"We'll be pals," he said. "Just you and me, Mary Josephine. We're all that's left."

It was his first experiment, his first reference to the information he had gained in the letters, and swift as a flash Mary Josephine's eyes turned up to him. He nodded, smiling. He understood their quick questioning, and he held her hand closer and began to walk with her down the slope.

"A lot of it came back last night and this morning, a lot of it," he explained. "It's queer what miracles small things can work sometimes, isn't it? Think what a grain of sand can do to a watch! This was one of the small things." He was still smiling as he touched the scar on his forehead. "And you, you were the other miracle. And I'm remembering. It doesn't seem like seven or eight years, but only yesterday, that the grain of sand got mixed up somewhere in the machinery in my head. And I guess there was another reason for my going wrong. You'll understand, when I tell you."

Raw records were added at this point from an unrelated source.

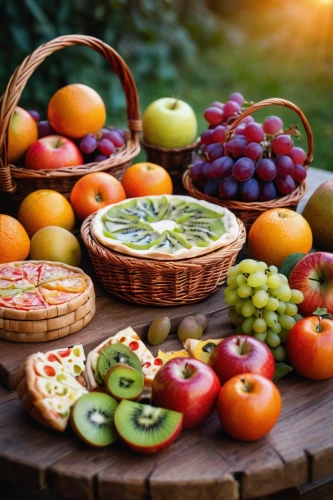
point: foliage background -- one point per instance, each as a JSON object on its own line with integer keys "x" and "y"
{"x": 199, "y": 50}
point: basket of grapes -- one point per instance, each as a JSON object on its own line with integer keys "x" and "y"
{"x": 250, "y": 167}
{"x": 74, "y": 141}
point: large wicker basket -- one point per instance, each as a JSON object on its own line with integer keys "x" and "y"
{"x": 249, "y": 212}
{"x": 161, "y": 283}
{"x": 18, "y": 182}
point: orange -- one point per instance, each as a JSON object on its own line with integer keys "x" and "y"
{"x": 15, "y": 243}
{"x": 22, "y": 133}
{"x": 94, "y": 191}
{"x": 146, "y": 179}
{"x": 76, "y": 110}
{"x": 43, "y": 208}
{"x": 276, "y": 234}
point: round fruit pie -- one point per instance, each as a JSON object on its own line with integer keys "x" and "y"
{"x": 32, "y": 289}
{"x": 165, "y": 227}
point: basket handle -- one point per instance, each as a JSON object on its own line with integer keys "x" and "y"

Had he been Conniston it could not have come from him more naturally, more sincerely. He was living the great lie, and yet to him it was no longer a lie. He did not hesitate, as shame and conscience might have made him hesitate. He was fighting that something beautiful might be raised up out of chaos and despair and be made to exist; he was fighting for life in place of death, for happiness in place of grief, for light in place of darkness—fighting to save where others would destroy. Therefore the great lie was not a lie but a thing without venom or hurt, an instrument for happiness and for all the things good and beautiful that went to make happiness. It was his one great weapon. Without it he would fail, and failure meant desolation. So he spoke convincingly, for what he said came straight from the heart though it was born in the shadow of that one master-falsehood. His wonder was that Mary Josephine believed him so utterly that not for an instant was there a questioning doubt in her eyes or on her lips.

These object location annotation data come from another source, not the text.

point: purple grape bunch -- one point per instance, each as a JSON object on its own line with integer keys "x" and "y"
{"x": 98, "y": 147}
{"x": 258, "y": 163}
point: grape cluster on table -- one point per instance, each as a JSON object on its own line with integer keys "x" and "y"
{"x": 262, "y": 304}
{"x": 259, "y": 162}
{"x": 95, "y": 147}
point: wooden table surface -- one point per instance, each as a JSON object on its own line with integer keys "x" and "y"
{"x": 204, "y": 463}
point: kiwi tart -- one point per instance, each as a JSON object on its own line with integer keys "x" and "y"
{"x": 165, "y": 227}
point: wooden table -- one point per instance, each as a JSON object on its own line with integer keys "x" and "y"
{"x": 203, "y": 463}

He told her how much he "remembered," which was no more and no less than he had learned from the letters and the clippings. The story did not appeal to him as particularly unusual or dramatic. He had passed through too many tragic happenings in the last four years to regard it in that way. It was simply an unfortunate affair beginning in misfortune, and with its necessary whirlwind of hurt and sorrow. The one thing of shame he would not keep out of his mind was that he, Derwent Conniston, must have been a poor type of big brother in those days of nine or ten years ago, even though little Mary Josephine had worshiped him. He was well along in his twenties then. The Connistons of Darlington were his uncle and aunt, and his uncle was a more or less prominent figure in ship-building interests on the Clyde. With these people the three—himself, Mary Josephine, and his brother Egbert—had lived, "farmed out" to a hard-necked, flinty-hearted pair of relatives because of a brother's stipulation and a certain English law. With them they had existed in mutual discontent and dislike. Derwent, when he became old enough, had stepped over the traces. All this Keith had gathered from the letters, but there was a great deal that was missing. Egbert, he gathered, must have been a scapegrace. He was a cripple of some sort and seven or eight years his junior. In the letters Mary Josephine had spoken of him as "poor Egbert," pitying instead of condemning him, though it was Egbert who had brought tragedy and separation upon them. One night Egbert had broken open the Conniston safe and in the darkness had had a fight and a narrow escape from his uncle, who laid the crime upon Derwent. And Derwent, in whom Egbert must have confided, had fled to America that the cripple might be saved, with the promise that some day he would send for Mary Josephine. He was followed by the uncle's threat that if he ever returned to England, he would be jailed. Not long afterward "poor Egbert" was found dead in bed, fearfully contorted. Keith guessed there had been something mentally as well as physically wrong with him.

"—And I was going to send for you," he said, as they came to the level of the valley. "My plans were made, and I was going to send for you, when this came."

He stopped, and in a few tense, breathless moments Mary Josephine read the ninth and last letter he had taken from the Englishman's chest. It was from her uncle. In a dozen lines it stated that she, Mary Josephine, was dead, and it reiterated the threat against Derwent Conniston should he ever dare to return to England.

A choking cry came to her lips. "And that—THAT was it?"

"Yes, that—and the hurt in my head," he said, remembering the part he must play. "They came at about the same time, and the two of them must have put the grain of sand in my brain."

It was hard to lie now, looking straight into her face that had gone suddenly white, and with her wonderful eyes burning deep into his soul.